Chain-of-thought prompting

Chain-of-thought (CoT) is the single highest-leverage prompting technique for non-reasoning models. It instructs the model to break complex tasks into intermediate reasoning steps before producing a final answer.

The magic phrase

Appending Think step by step. to a prompt consistently improves accuracy on arithmetic, logic, and multi-hop reasoning benchmarks by 10–40% across GPT-3.5, Claude 2, and Gemini 1.0.

When to use it

▸Multi-step math, symbolic reasoning, or constraint satisfaction
▸Code generation requiring algorithmic decomposition
▸Planning tasks with sequential dependencies
▸Any prompt where the model tends to jump to conclusions

Reasoning models

Models with native reasoning — gpt-5*, o4-mini, o1, o3 — perform chain-of-thought internally.

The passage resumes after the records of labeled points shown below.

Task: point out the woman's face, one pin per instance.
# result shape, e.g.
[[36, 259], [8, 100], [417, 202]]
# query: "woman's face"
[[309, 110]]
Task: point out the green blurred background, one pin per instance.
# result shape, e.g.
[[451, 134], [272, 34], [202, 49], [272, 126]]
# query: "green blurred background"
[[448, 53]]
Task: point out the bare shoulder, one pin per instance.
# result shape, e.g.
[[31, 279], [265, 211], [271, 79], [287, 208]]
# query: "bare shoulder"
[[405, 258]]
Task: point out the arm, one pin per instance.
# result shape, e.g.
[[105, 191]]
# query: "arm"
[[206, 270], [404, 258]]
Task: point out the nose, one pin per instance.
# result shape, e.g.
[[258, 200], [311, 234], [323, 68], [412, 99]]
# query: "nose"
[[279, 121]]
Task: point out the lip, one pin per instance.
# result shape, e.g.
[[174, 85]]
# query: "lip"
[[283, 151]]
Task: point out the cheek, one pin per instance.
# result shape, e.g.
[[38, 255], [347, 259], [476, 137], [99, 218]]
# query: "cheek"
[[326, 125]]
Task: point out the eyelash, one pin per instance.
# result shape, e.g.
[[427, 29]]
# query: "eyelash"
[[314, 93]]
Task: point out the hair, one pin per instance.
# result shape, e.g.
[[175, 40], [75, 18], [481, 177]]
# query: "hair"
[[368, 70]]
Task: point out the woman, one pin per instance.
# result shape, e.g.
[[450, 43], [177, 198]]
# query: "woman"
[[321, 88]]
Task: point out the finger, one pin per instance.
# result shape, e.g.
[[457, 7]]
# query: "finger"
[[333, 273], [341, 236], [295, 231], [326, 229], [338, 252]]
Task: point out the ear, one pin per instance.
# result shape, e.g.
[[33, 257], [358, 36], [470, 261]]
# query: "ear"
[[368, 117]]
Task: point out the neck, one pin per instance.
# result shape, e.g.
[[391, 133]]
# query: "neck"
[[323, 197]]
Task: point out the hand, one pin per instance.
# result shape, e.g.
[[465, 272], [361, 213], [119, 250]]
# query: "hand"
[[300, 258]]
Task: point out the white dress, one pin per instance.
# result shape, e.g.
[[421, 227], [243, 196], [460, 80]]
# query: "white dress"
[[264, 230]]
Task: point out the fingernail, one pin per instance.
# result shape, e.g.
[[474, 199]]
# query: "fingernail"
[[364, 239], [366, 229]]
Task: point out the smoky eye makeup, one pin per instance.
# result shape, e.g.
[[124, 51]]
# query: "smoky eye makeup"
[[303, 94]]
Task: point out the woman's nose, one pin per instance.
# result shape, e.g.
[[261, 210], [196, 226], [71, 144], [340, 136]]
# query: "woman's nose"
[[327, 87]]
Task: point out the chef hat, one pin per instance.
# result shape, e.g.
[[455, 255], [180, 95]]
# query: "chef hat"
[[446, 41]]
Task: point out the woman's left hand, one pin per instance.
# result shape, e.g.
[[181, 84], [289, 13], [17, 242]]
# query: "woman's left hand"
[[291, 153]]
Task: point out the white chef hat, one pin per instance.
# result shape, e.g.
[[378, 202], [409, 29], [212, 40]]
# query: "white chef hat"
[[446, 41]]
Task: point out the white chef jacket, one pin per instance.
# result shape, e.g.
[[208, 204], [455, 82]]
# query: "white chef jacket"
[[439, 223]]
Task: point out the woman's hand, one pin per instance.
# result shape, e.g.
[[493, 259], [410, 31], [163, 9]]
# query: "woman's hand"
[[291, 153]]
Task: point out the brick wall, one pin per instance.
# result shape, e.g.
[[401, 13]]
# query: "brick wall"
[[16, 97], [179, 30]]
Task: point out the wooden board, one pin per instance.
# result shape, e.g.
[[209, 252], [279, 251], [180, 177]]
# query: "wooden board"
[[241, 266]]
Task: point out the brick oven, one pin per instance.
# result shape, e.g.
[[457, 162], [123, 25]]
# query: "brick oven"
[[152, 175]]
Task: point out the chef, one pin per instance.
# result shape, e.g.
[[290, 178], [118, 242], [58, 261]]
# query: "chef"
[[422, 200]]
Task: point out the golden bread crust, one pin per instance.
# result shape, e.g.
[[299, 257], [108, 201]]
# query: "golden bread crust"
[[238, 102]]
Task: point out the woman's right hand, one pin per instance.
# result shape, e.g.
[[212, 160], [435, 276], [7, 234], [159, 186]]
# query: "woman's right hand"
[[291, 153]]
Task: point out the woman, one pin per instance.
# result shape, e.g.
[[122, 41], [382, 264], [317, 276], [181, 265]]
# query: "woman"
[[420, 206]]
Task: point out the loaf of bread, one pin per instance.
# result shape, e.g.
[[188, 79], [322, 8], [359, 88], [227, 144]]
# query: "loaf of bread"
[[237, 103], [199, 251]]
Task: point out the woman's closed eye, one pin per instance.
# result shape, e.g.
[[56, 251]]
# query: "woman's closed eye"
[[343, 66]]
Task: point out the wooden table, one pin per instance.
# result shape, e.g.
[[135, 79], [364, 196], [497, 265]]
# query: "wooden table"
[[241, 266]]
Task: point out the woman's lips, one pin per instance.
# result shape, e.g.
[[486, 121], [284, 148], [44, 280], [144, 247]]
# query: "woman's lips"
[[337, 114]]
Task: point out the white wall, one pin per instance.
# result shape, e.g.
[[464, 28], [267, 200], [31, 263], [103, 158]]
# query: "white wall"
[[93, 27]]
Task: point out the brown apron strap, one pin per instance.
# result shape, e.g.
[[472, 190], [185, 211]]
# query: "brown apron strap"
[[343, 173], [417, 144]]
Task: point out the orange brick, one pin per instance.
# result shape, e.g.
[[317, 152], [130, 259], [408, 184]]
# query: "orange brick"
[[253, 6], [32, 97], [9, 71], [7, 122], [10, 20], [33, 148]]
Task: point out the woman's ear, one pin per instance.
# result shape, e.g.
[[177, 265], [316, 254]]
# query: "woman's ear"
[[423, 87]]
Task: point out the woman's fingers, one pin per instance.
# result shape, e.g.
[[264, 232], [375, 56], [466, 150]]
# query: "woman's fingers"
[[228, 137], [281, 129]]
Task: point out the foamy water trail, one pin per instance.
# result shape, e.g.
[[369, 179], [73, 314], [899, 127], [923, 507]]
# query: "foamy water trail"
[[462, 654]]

They do not need explicit CoT instructions. Adding them can actually degrade performance by interfering with the model's optimized internal reasoning budget. For these models, provide the problem clearly and let the architecture handle decomposition.

Example

A bakery sells cookies in boxes of 6 and boxes of 10.
A customer wants exactly 98 cookies.
How many of each box should they buy?
Think step by step.

Without CoT, non-reasoning models often guess. With it, they enumerate multiples, check divisibility, and arrive at the correct solution systematically.

Variants

Zero-shot CoT

Just add "Think step by step" — no examples needed. Works surprisingly well across model families.

Few-shot CoT

Provide 2–3 worked examples showing intermediate reasoning. Higher accuracy ceiling but more prompt tokens.

Self-consistency

Run CoT multiple times with temperature > 0, then majority-vote the answers. Best for high-stakes accuracy.

Tree-of-thought

Branch and evaluate multiple reasoning paths. Powerful but token-intensive; use for hard planning problems.

Pro tip: Combine CoT with structured output formats. Ask the model to wrap its reasoning in <thinking> tags and its final answer in <answer> tags for easy post-processing and parsing.